Hay una convicción social, cada vez más fuerte; que la actividad política, y en general la función pública, está reñida con la corrección y la honestidad. Se parte de la idea de que ingresar al sector público es una puerta para favorecerse o favorecer.
Muchos servidores públicos asumen con naturalidad el sacar ‘pequeñas’ ventajas personales o familiares de la posición. No me refiero a la corrupción abierta, pedir o recibir dinero por el trabajo, cobrar comisiones por los contratos, aprovechar de información privilegiada para sí o para terceros.
Sin vergüenza, e incluso sin reproche social, se usan vehículos oficiales para actividades privadas, se cargan al presupuesto estatal pasajes de avión de funcionarios públicos que viajan a sus ciudades de origen en fines de semana o vacaciones, se acepta que altos personeros de entidades públicas trabajen apenas tres o cuatro días a la semana.
Existe un abandono a mínimos éticos que se expresa de formas dramáticas; como sociedad hemos perdido la capacidad de asombro frente a denuncias documentadas y aceptamos cualquier justificación. Hace unos días surgió el escándalo del cobro de diezmos por parte de asambleístas a sus trabajadores, sin que hasta el momento alguno de los denunciados renuncie por la gravedad de las acusaciones o reciba una sanción, al contrario muchos han llegado a admitir los cobros y los han presentado como contribuciones políticas voluntarias.
Una asambleísta visitó un centro de detención (usando los privilegios de su cargo) en compañía de una abogada que trabaja como parte del equipo de defensa de alguien procesado penalmente, y se entrevistó con una privada de libertad testigo clave en la acusación en contra de su líder político tratando de obtener un cambio de testimonio (de acuerdo a lo denunciado).
Sin embargo, esta acción fue respondida con una tibia resolución de la Asamblea, aprobada con apenas 73 votos, ’observando’ la conducta de la legisladora porque “afecta la imagen de una Asamblea Nacional respetuosa de la independencia de funciones y que desmerece el ejemplar rol que deben tener los y las legisladoras”. Pero si la acción inicial era grave, la respuesta de la “observada” es un compendio de la incorrección ética, minimizando su falta y escudándose en que esta acción no está prohibida legalmente.
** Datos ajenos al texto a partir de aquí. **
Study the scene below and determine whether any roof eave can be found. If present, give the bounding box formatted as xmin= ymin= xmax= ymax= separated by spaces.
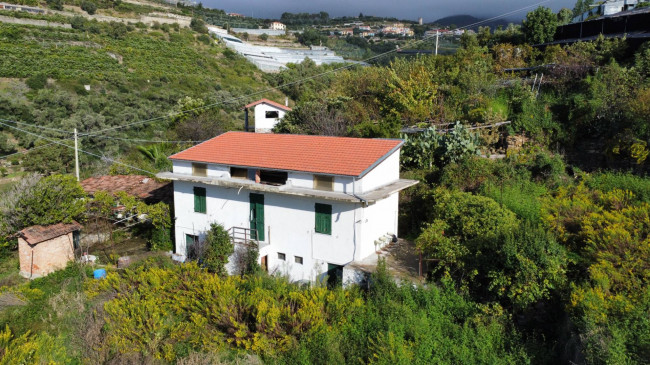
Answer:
xmin=357 ymin=140 xmax=404 ymax=178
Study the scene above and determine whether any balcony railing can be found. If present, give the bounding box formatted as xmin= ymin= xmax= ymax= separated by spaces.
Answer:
xmin=228 ymin=226 xmax=268 ymax=248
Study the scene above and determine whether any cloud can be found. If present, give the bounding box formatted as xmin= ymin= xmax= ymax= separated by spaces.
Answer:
xmin=201 ymin=0 xmax=575 ymax=22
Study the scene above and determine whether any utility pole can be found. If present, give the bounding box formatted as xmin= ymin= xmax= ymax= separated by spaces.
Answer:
xmin=74 ymin=128 xmax=80 ymax=182
xmin=435 ymin=30 xmax=439 ymax=56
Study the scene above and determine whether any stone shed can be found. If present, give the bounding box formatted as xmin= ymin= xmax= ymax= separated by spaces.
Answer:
xmin=17 ymin=222 xmax=82 ymax=279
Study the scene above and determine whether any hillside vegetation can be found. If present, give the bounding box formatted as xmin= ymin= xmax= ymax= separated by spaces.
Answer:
xmin=0 ymin=17 xmax=282 ymax=176
xmin=0 ymin=2 xmax=650 ymax=364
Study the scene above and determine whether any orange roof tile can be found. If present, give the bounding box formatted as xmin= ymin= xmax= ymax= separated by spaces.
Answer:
xmin=243 ymin=98 xmax=292 ymax=111
xmin=81 ymin=175 xmax=172 ymax=204
xmin=18 ymin=221 xmax=82 ymax=245
xmin=169 ymin=132 xmax=403 ymax=177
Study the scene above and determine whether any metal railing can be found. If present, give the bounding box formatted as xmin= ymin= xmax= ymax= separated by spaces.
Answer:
xmin=228 ymin=226 xmax=260 ymax=246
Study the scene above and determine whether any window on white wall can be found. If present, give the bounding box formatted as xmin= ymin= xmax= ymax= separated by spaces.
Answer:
xmin=265 ymin=111 xmax=279 ymax=118
xmin=278 ymin=252 xmax=286 ymax=261
xmin=295 ymin=256 xmax=303 ymax=265
xmin=230 ymin=167 xmax=248 ymax=179
xmin=192 ymin=163 xmax=207 ymax=177
xmin=313 ymin=175 xmax=334 ymax=191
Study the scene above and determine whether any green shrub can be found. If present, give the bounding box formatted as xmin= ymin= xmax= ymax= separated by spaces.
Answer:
xmin=586 ymin=171 xmax=650 ymax=202
xmin=426 ymin=188 xmax=519 ymax=242
xmin=80 ymin=1 xmax=97 ymax=15
xmin=480 ymin=179 xmax=547 ymax=222
xmin=84 ymin=258 xmax=530 ymax=363
xmin=46 ymin=0 xmax=63 ymax=10
xmin=25 ymin=73 xmax=47 ymax=90
xmin=197 ymin=33 xmax=211 ymax=45
xmin=149 ymin=226 xmax=173 ymax=251
xmin=438 ymin=157 xmax=500 ymax=192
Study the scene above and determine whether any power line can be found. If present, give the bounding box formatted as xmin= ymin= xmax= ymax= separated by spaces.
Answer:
xmin=78 ymin=0 xmax=551 ymax=139
xmin=80 ymin=135 xmax=205 ymax=144
xmin=0 ymin=0 xmax=551 ymax=157
xmin=0 ymin=121 xmax=156 ymax=175
xmin=0 ymin=118 xmax=74 ymax=135
xmin=0 ymin=141 xmax=62 ymax=160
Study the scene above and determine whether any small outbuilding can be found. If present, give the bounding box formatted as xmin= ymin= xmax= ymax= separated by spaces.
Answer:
xmin=17 ymin=222 xmax=82 ymax=279
xmin=243 ymin=98 xmax=292 ymax=133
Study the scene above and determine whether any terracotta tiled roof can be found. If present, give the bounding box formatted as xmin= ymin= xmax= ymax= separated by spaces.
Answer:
xmin=81 ymin=175 xmax=172 ymax=204
xmin=243 ymin=98 xmax=292 ymax=111
xmin=169 ymin=132 xmax=403 ymax=177
xmin=18 ymin=221 xmax=82 ymax=245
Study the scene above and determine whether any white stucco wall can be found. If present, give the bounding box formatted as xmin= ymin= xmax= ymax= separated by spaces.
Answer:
xmin=358 ymin=149 xmax=400 ymax=193
xmin=286 ymin=172 xmax=353 ymax=193
xmin=253 ymin=103 xmax=288 ymax=133
xmin=358 ymin=192 xmax=399 ymax=259
xmin=172 ymin=179 xmax=400 ymax=282
xmin=172 ymin=161 xmax=229 ymax=178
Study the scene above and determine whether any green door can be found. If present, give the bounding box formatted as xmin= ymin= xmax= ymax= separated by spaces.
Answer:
xmin=249 ymin=193 xmax=265 ymax=241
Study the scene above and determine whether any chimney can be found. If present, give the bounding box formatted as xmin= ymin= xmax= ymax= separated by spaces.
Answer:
xmin=285 ymin=97 xmax=289 ymax=106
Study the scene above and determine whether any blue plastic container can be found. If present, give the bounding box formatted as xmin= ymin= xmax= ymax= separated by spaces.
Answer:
xmin=93 ymin=268 xmax=107 ymax=279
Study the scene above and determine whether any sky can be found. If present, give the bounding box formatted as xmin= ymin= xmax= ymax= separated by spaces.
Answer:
xmin=202 ymin=0 xmax=576 ymax=23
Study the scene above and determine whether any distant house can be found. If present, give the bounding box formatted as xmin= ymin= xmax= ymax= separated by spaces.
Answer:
xmin=81 ymin=175 xmax=172 ymax=205
xmin=157 ymin=132 xmax=418 ymax=284
xmin=227 ymin=12 xmax=245 ymax=18
xmin=339 ymin=28 xmax=354 ymax=36
xmin=573 ymin=0 xmax=638 ymax=21
xmin=17 ymin=222 xmax=82 ymax=279
xmin=269 ymin=21 xmax=286 ymax=31
xmin=380 ymin=23 xmax=414 ymax=37
xmin=243 ymin=98 xmax=292 ymax=133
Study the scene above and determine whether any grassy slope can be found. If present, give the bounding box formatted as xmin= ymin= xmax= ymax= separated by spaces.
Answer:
xmin=0 ymin=21 xmax=284 ymax=176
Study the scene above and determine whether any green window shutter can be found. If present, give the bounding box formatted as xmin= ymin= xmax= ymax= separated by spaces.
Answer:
xmin=315 ymin=203 xmax=332 ymax=235
xmin=194 ymin=187 xmax=206 ymax=213
xmin=250 ymin=193 xmax=265 ymax=241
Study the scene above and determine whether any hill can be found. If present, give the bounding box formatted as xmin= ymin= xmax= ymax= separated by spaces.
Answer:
xmin=0 ymin=11 xmax=284 ymax=177
xmin=432 ymin=14 xmax=510 ymax=30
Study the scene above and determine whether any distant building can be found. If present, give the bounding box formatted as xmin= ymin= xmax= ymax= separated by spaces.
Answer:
xmin=227 ymin=12 xmax=245 ymax=17
xmin=243 ymin=98 xmax=292 ymax=133
xmin=18 ymin=222 xmax=82 ymax=279
xmin=573 ymin=0 xmax=638 ymax=22
xmin=269 ymin=21 xmax=286 ymax=31
xmin=0 ymin=2 xmax=45 ymax=14
xmin=418 ymin=17 xmax=423 ymax=25
xmin=380 ymin=23 xmax=414 ymax=37
xmin=339 ymin=28 xmax=354 ymax=36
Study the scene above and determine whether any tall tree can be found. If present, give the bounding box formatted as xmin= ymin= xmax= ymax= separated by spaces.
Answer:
xmin=522 ymin=6 xmax=558 ymax=44
xmin=557 ymin=8 xmax=573 ymax=25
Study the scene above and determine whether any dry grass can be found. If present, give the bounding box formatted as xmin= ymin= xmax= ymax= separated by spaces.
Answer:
xmin=177 ymin=352 xmax=262 ymax=365
xmin=48 ymin=289 xmax=85 ymax=319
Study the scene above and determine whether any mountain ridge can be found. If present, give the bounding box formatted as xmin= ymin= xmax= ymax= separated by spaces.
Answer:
xmin=432 ymin=14 xmax=511 ymax=30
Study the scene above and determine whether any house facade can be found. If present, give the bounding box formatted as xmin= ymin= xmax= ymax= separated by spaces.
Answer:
xmin=243 ymin=98 xmax=291 ymax=133
xmin=158 ymin=132 xmax=417 ymax=283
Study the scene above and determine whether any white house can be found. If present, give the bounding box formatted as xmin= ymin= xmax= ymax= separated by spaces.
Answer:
xmin=269 ymin=21 xmax=286 ymax=31
xmin=243 ymin=98 xmax=291 ymax=133
xmin=157 ymin=132 xmax=418 ymax=284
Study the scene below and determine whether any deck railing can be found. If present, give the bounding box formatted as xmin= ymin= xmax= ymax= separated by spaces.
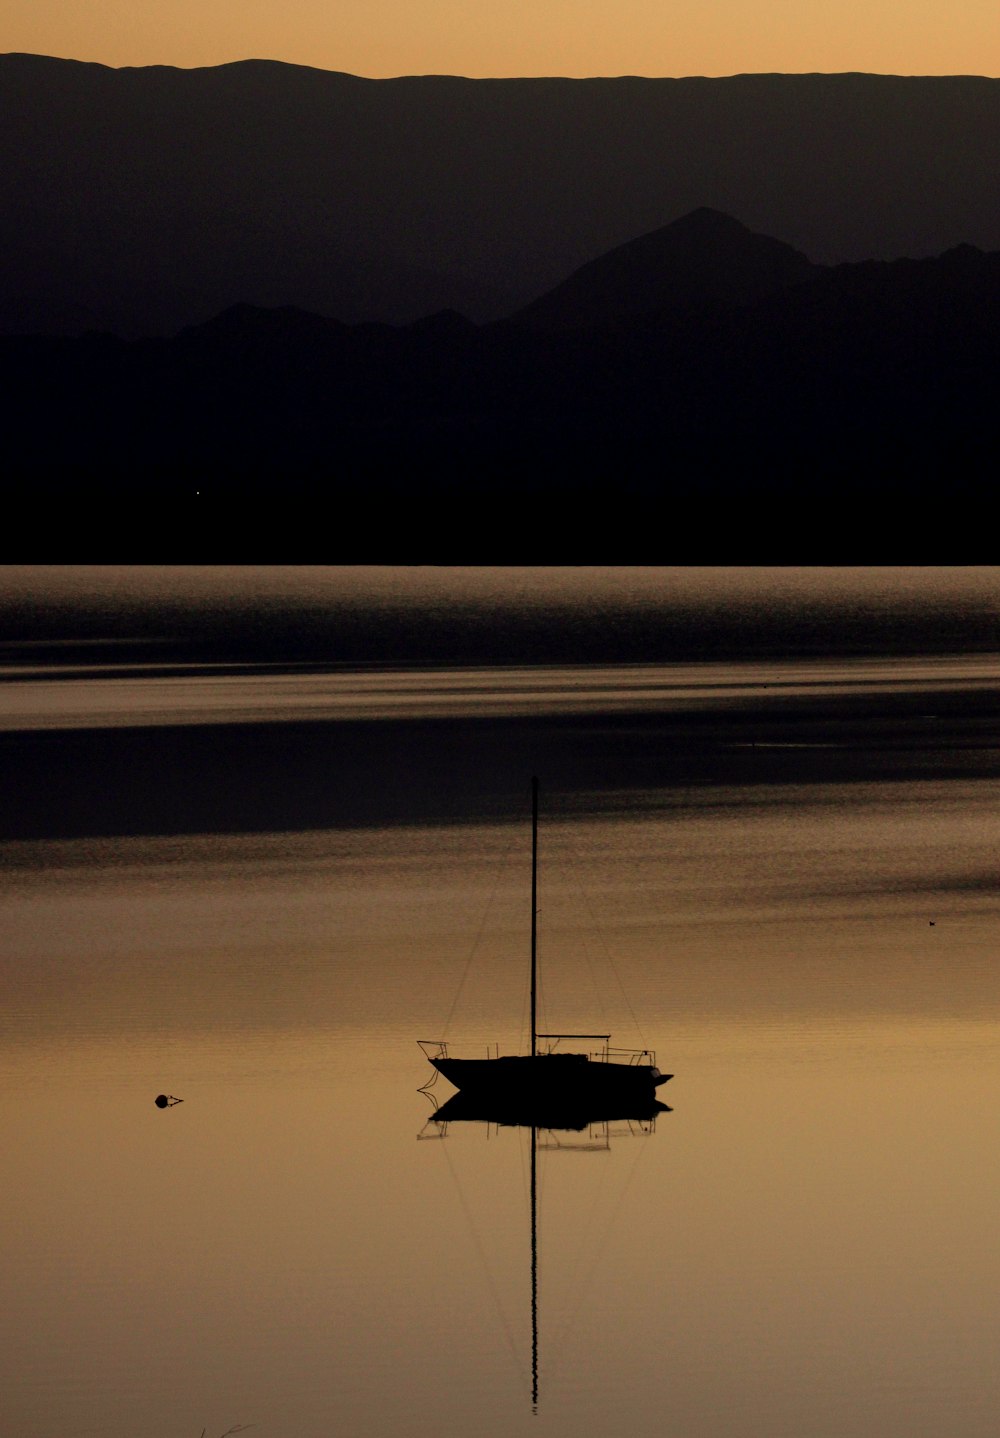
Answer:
xmin=418 ymin=1036 xmax=658 ymax=1068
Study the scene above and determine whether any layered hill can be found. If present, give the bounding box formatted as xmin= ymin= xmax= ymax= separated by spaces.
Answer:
xmin=3 ymin=207 xmax=998 ymax=556
xmin=4 ymin=53 xmax=1000 ymax=338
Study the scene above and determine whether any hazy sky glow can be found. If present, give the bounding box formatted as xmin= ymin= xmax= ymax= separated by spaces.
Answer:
xmin=5 ymin=0 xmax=999 ymax=77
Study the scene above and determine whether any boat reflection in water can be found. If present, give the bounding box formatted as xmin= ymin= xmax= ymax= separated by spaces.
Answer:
xmin=418 ymin=1086 xmax=670 ymax=1413
xmin=425 ymin=1089 xmax=671 ymax=1132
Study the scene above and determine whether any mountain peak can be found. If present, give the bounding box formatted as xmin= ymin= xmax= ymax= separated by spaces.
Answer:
xmin=510 ymin=209 xmax=817 ymax=330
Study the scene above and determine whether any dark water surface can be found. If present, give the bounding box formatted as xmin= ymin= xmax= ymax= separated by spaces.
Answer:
xmin=2 ymin=571 xmax=999 ymax=1438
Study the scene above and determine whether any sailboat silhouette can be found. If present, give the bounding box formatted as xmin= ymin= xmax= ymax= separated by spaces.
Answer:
xmin=419 ymin=783 xmax=670 ymax=1412
xmin=419 ymin=777 xmax=672 ymax=1117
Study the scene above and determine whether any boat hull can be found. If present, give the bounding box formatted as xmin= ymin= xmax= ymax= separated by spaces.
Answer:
xmin=432 ymin=1053 xmax=671 ymax=1106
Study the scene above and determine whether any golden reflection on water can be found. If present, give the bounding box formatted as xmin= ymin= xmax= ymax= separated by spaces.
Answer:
xmin=6 ymin=1007 xmax=997 ymax=1438
xmin=3 ymin=660 xmax=1000 ymax=1435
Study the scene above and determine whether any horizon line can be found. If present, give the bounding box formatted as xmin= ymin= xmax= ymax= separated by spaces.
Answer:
xmin=4 ymin=51 xmax=999 ymax=82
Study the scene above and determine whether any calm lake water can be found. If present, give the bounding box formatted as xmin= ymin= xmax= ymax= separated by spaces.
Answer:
xmin=3 ymin=650 xmax=1000 ymax=1438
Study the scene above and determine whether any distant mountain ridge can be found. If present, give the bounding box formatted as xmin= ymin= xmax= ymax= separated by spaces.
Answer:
xmin=4 ymin=53 xmax=1000 ymax=337
xmin=3 ymin=204 xmax=999 ymax=558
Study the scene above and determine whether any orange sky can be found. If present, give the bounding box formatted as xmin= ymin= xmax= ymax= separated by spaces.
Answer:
xmin=4 ymin=0 xmax=999 ymax=77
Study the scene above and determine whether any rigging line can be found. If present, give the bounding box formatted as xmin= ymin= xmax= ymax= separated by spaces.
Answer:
xmin=578 ymin=933 xmax=609 ymax=1033
xmin=542 ymin=1136 xmax=614 ymax=1360
xmin=564 ymin=826 xmax=646 ymax=1049
xmin=551 ymin=813 xmax=608 ymax=1032
xmin=544 ymin=1132 xmax=653 ymax=1387
xmin=438 ymin=1135 xmax=529 ymax=1398
xmin=442 ymin=823 xmax=517 ymax=1042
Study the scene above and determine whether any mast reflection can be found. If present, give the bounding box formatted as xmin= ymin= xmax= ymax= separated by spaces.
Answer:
xmin=419 ymin=1091 xmax=670 ymax=1413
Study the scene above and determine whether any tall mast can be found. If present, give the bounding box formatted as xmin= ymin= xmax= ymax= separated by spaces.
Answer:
xmin=530 ymin=776 xmax=538 ymax=1058
xmin=530 ymin=1121 xmax=538 ymax=1413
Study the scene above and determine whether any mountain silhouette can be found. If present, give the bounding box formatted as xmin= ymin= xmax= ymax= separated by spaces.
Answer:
xmin=511 ymin=208 xmax=818 ymax=329
xmin=4 ymin=55 xmax=1000 ymax=338
xmin=2 ymin=189 xmax=999 ymax=557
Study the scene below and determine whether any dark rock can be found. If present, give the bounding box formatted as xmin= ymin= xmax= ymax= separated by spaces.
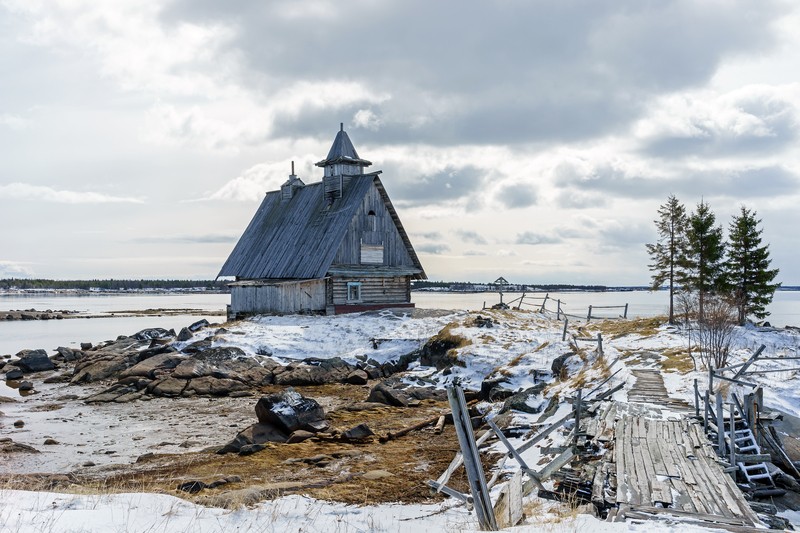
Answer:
xmin=82 ymin=461 xmax=96 ymax=467
xmin=255 ymin=390 xmax=326 ymax=433
xmin=273 ymin=357 xmax=356 ymax=386
xmin=184 ymin=376 xmax=248 ymax=396
xmin=420 ymin=332 xmax=464 ymax=370
xmin=345 ymin=369 xmax=369 ymax=385
xmin=189 ymin=319 xmax=210 ymax=332
xmin=119 ymin=353 xmax=185 ymax=379
xmin=86 ymin=383 xmax=140 ymax=403
xmin=341 ymin=423 xmax=374 ymax=441
xmin=55 ymin=347 xmax=80 ymax=362
xmin=480 ymin=376 xmax=515 ymax=401
xmin=14 ymin=420 xmax=24 ymax=427
xmin=131 ymin=328 xmax=174 ymax=341
xmin=18 ymin=381 xmax=33 ymax=391
xmin=177 ymin=327 xmax=193 ymax=342
xmin=181 ymin=338 xmax=214 ymax=354
xmin=71 ymin=357 xmax=128 ymax=383
xmin=177 ymin=480 xmax=207 ymax=494
xmin=147 ymin=377 xmax=189 ymax=397
xmin=366 ymin=381 xmax=414 ymax=407
xmin=80 ymin=342 xmax=93 ymax=351
xmin=14 ymin=349 xmax=55 ymax=373
xmin=0 ymin=441 xmax=39 ymax=454
xmin=238 ymin=444 xmax=266 ymax=456
xmin=500 ymin=383 xmax=548 ymax=414
xmin=136 ymin=345 xmax=177 ymax=362
xmin=43 ymin=438 xmax=59 ymax=445
xmin=474 ymin=315 xmax=494 ymax=328
xmin=5 ymin=368 xmax=23 ymax=380
xmin=218 ymin=423 xmax=288 ymax=454
xmin=171 ymin=358 xmax=216 ymax=379
xmin=194 ymin=346 xmax=247 ymax=364
xmin=551 ymin=352 xmax=575 ymax=379
xmin=286 ymin=430 xmax=315 ymax=444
Las acciones antiéticas (cuando no ilegales) y las blandas respuestas que éstas reciben, socavan la poca confianza en la democracia representativa, la acción pública y en el Estado. A este paso pronto lamentaremos el triunfo de regímenes populistas, de izquierda o de derecha, cuyas propuestas de mano dura y negación de los derechos son presentadas como solución a todo.